Files

T

William Valentin ea452886f3 feat(npu): add dry-run classifier router prototype

2026-06-04 13:07:51 -07:00

13 KiB

Raw Permalink Blame History

OpenVINO NPU classifier/router dry-run contract

Status: specification for dry-run prototype refresh Target port: 127.0.0.1:18819 Owner context: Atlas/Hermes local assistant sidecar evaluation

This service is an advisory classifier for Atlas/Hermes automation hints. It may suggest labels such as tool-needed, memory-candidate type, urgency, workflow category, and safety-confirmation-required, but it must not make or enforce live routing, memory, tool, or safety decisions without a separate explicit approval from Will.

Recommended model and runtime

Recommended v1 runtime: small local Python HTTP/CLI service backed by the existing OpenVINO NPU embeddings service on 127.0.0.1:18817.

Recommended v1 model shape:

Primary signal: bge-base-en-v1.5-int8-ov embeddings from the live embeddings service.
Classifier layer: inspectable deterministic rules plus cosine similarity against curated synthetic/prototype utterances.
Model label: bge-base-en-v1.5-int8-ov/prototype-router-v0.
Device proof: request-level npu_busy_delta_us from :18817 plus direct sysfs before/after reads from /sys/class/accel/accel0/device/npu_busy_time_us.

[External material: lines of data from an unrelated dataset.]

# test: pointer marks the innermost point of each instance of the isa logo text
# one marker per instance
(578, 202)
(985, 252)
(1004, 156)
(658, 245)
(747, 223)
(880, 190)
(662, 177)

Why this is preferred for the dry run:

It reuses the already-live NPU embeddings path rather than adding a second model conversion/runtime dependency before contract validation.
Rules and prototypes are transparent enough for safety-sensitive routing hints; a reviewer can inspect why a message was labeled.
It avoids fine-tuning or training on private Atlas/Hermes transcripts.
It keeps the service small, localhost-only, and easy to start/stop during smoke tests.
It produces NPU activity through the embeddings path while making clear that final decision logic remains advisory.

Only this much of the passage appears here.